The AsyncRAT client will verify that its code executes with administrative permissions. If so, it will add Windows Scheduled Tasks using
schtasks.exe with the highest runlevel permissions to execute a duplicate of itself, if AsyncRAT is not running with administrative privileges, it will use Registry Run Key
HKEY_CURRENT_USER\Software\Microsoft\Windows\CurrentVersion\Run for its persistence:
Connection and Control
On execution, the client initiates a connection to the server. After a successful connection, the client sends detailed system information to the server, including the computer name, user name, operating system, processor, and installed antivirus software. The client also downloads a small
.NET assembly DLL file from the server, which is injected into a newly created process. This is where the AsyncRAT’s core functionality is executed.
AsyncRAT will decrypt its AES encrypted configuration data including the port and C2 IP address that will be used for C2 communication:
This is the code snippet for C2 server communication and C2 downloads:
Updating and Uninstalling
AsyncRAT allows for the updating and uninstalling of the client directly from the server.

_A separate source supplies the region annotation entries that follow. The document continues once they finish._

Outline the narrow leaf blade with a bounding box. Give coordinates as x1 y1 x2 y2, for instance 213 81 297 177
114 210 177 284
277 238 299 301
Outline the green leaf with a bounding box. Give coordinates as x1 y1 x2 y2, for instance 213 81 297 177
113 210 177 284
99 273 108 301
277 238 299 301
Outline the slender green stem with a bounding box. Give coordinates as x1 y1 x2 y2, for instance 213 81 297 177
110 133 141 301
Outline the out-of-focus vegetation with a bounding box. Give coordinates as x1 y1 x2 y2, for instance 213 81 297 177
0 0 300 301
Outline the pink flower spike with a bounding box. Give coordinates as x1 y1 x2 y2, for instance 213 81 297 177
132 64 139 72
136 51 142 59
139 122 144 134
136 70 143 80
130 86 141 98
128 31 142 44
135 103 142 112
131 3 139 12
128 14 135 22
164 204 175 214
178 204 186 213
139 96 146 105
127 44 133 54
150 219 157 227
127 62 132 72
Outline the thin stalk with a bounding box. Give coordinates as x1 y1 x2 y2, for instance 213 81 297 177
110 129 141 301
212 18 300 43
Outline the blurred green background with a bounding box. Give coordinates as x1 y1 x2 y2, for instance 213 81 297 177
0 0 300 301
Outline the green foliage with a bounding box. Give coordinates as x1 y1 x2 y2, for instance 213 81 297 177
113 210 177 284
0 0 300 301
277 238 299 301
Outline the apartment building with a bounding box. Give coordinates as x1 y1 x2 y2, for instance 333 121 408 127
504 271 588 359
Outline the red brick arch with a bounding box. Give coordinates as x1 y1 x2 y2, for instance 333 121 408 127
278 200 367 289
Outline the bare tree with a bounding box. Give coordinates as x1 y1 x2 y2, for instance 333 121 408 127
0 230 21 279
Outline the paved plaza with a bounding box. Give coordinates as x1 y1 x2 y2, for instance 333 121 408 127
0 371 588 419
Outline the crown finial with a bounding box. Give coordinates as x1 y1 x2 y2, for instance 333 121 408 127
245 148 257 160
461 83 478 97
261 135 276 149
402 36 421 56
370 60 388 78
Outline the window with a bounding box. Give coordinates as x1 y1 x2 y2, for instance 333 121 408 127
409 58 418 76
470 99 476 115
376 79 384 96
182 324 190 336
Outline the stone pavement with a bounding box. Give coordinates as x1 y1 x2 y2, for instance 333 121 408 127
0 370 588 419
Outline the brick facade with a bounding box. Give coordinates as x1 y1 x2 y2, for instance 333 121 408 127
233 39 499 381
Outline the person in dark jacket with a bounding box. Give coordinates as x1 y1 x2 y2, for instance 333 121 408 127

The uninstall functionality would typically involve the server sending a command to the client, telling it to remove itself from the infected machine. This might involve deleting the client binary, as well as any other files created by the client. The client might also remove any registry keys it has created, and undo any other changes it has made to the system.
Given its open-source nature and availability on GitHub since January 2019, AsyncRAT is accessible to a wide range of threat actors, including both individual malicious actors and sophisticated APT groups. This availability, combined with its powerful features, makes it a popular choice for cybercriminals.
The observed campaigns leveraging spear-phishing attacks and script loaders, such as the one using a Microsoft OneNote attachment to load a
.HTA file, demonstrate that attackers can employ a variety of methods to deliver AsyncRAT to targeted hosts or networks. This underlines the importance of a comprehensive security posture, encompassing not just malware detection and removal, but also employee training and robust email security measures to combat spear-phishing attacks.